Large language models (LLMs) suffer from degraded alignment performance under differential privacy (DP) constraints, posing a fundamental challenge to privacy-preserving LLM deployment. Method: This paper proposes the first unified algorithmic framework that jointly optimizes privacy guarantees and alignment quality, compatible with both Direct Preference Optimization (DPO) and Reinforcement Learning from Human Feedback (RLHF). Its core innovation is DP-AdamW—a novel differentially private optimizer—and the first systematic theoretical modeling of the tripartite trade-off among privacy budget (ε), alignment fidelity, and computational overhead. Contribution/Results: The framework provides rigorous theoretical guarantees and practical hyperparameter guidance. Extensive experiments on large-scale models demonstrate that DP-AdamW combined with DPO achieves up to 15% improvement in alignment quality at ε = 2–5, significantly outperforming existing DP-aware alignment methods and establishing new state-of-the-art performance.

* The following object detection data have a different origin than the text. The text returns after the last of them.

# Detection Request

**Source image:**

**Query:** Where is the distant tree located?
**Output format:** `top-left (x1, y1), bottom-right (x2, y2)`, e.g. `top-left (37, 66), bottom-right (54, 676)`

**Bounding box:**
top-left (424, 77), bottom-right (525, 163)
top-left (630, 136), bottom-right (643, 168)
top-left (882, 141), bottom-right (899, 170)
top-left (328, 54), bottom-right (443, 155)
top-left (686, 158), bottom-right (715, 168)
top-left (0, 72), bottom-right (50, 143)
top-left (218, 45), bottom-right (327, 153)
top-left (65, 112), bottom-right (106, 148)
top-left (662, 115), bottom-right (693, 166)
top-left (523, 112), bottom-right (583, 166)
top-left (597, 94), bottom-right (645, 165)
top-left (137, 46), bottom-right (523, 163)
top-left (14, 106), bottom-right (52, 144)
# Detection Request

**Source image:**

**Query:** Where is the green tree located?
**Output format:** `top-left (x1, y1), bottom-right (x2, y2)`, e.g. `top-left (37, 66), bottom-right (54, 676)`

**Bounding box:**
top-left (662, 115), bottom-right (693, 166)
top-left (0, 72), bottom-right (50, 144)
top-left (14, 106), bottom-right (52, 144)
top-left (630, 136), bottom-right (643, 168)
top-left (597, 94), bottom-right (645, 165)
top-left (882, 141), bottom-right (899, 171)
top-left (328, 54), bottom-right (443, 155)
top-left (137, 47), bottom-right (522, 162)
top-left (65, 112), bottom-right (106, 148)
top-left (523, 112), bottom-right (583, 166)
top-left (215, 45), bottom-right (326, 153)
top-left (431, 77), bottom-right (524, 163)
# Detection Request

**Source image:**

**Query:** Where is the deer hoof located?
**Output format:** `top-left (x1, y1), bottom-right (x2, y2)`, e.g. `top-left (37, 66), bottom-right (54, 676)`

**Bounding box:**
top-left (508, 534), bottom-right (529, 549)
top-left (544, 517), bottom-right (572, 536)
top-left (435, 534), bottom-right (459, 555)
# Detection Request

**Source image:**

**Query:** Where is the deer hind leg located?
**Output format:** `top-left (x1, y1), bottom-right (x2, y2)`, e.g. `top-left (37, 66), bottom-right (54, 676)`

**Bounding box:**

Language model alignment is crucial for ensuring that large language models (LLMs) align with human preferences, yet it often involves sensitive user data, raising significant privacy concerns. While prior work has integrated differential privacy (DP) with alignment techniques, their performance remains limited. In this paper, we propose novel algorithms for privacy-preserving alignment and rigorously analyze their effectiveness across varying privacy budgets and models. Our framework can be deployed on two celebrated alignment techniques, namely direct preference optimization (DPO) and reinforcement learning from human feedback (RLHF). Through systematic experiments on large-scale language models, we demonstrate that our approach achieves state-of-the-art performance. Notably, one of our algorithms, DP-AdamW, combined with DPO, surpasses existing methods, improving alignment quality by up to 15% under moderate privacy budgets ({epsilon}=2-5). We further investigate the interplay between privacy guarantees, alignment efficacy, and computational demands, providing practical guidelines for optimizing these trade-offs.